27. Oktober 1993 | Süddeutsche Zeitung | Nachruf | Vincent Price

Der Connaisseur

Vincent Price gestorben

Hollywood, hat Vincent Price einmal gesagt, sei nichts als eine Ansammlung von Typen mit hübschen Gesichtern und breiten Schultern, die keine zwei Cent für die höheren Werte übrig haben. Er selbst war da ganz anders. In den Vierzigern führte er mit seinem Kollegen George Macready eine Galerie in Beverly Hills, war ein angesehener Kenner und Sammler moderner Kunst und hat nicht nur das Buch „The Treasury of American Art“ veröffentlicht, sondern vor allem auch eine Reihe bekannter Kochbücher. Und wenn er anfangs noch zwischen Kino und Theater geschwankt hatte, so machten ihm als Sammler die Verdienstmöglichkeiten bei letzterem die Entscheidung leicht.

Am Beginn seiner Karriere stand ein Film mit einem angemessen eleganten und extravaganten Titel, das war 1938 SERVICE DE LUXE. Als Charmeur fing der hochgewachsene Mann mit den sanften Stimme an, um dann nach und nach seine Anziehungskraft für den eigenen Vorteil zu mißbrauchen: LAURA, WEISSER OLEANDER oder DIE DREI MUSKELTIERE. Mit HOUSE OF WAX begann Price seinen Absteig in jene Regionen, von denen er selbst sagte: „Ich habe das Gefühl, daß ich das düstere Unterbewußte der ganzen menschlichen Rasse verkörpere.
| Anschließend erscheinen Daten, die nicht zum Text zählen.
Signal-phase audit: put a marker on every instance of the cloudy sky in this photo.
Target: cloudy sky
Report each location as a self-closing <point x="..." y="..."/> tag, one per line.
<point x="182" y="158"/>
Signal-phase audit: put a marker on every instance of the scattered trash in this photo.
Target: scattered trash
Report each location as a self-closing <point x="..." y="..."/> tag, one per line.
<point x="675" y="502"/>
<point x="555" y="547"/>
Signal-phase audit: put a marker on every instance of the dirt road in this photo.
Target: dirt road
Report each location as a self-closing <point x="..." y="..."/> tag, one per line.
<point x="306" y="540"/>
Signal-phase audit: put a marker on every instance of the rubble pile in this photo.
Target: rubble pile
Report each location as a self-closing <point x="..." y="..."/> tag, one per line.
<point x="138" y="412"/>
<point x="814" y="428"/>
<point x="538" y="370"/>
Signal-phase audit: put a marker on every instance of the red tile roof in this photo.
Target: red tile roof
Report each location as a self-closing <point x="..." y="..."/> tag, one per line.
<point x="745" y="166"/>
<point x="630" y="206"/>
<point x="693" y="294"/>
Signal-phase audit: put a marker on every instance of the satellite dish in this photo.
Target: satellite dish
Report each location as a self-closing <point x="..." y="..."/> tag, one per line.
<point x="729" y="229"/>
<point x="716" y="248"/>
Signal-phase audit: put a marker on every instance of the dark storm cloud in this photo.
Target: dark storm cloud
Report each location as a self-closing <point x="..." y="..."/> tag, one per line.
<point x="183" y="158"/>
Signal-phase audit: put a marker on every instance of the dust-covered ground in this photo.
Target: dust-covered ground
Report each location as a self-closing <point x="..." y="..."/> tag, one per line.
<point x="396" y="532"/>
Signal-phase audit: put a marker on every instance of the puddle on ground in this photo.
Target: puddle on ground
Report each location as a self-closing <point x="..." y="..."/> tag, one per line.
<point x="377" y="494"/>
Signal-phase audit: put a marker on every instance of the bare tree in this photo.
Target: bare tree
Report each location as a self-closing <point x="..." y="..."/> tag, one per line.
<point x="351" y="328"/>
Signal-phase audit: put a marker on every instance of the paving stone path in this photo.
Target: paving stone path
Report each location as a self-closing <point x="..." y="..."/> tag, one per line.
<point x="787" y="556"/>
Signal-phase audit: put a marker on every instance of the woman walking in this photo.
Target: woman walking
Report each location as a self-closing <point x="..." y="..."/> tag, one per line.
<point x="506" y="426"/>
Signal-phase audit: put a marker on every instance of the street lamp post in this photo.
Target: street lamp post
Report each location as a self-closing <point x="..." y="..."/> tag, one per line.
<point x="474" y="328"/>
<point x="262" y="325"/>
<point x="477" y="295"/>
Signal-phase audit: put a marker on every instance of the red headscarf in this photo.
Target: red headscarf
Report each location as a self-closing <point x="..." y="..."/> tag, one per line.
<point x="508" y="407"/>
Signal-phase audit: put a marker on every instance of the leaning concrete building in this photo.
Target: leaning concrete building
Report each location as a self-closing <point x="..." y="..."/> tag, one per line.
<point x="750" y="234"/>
Aber so krank das auch klingen mag, die Vorstellung gefällt mir.“

Der Südstaatler Vincent Price verkörperte besser als irgendwer sonst das, was man einen Connaisseur nennt. Und wie bei jedem Genußmenschen war ihm auch das Laster nicht fremd, jene geheimen Gelüste, in denen sich das Erlesene mit dem Verbotenen mischt. Darum war er der ideale Poesche Held, den er in den Sechziger Jahren unzählige Male bei Roger Corman gespielt hat: Ein Edelmann, der sich ganz den eigenen Phantasien hingibt, ihnen Ruf und Verstand opfert, um sie bis zum letzten Zug auszukosten. Sein Spiel trug diesen Vorlieben Rechnung: Er kostete die Momente aus, zog sie in die Länge, gab dem Lächeln Zeit, die Lippen zu umspielen, ehe er es wieder hinter seiner sardonischen Maske verschwinden ließ. Zeitlebens blieb er dem Neuen aufgeschlossen und hat seine geistigen Enkel unterstützt, wo er konnte. Er war die Stimme in Michael Jacksons Video Thriller, trat mit Alice Cooper in WELCOME TO MY NIGHTMARE auf und spielte als letzte Rolle den Erfinder in Tim Burtons EDWARD MIT DEN SCGERENHÄNDEN. Sein Traum vom Ruhm war es, sich einmal wie Mickey Mouse zu fühlen, eine Figur in einem Cartoon von Walt Disney, ein Markenzeichen zu sein. Er hat es geschafft. Gestern ist Vincent Price im Alter von 82 Jahren in seinem Haus in den Sunset Hills gestorben.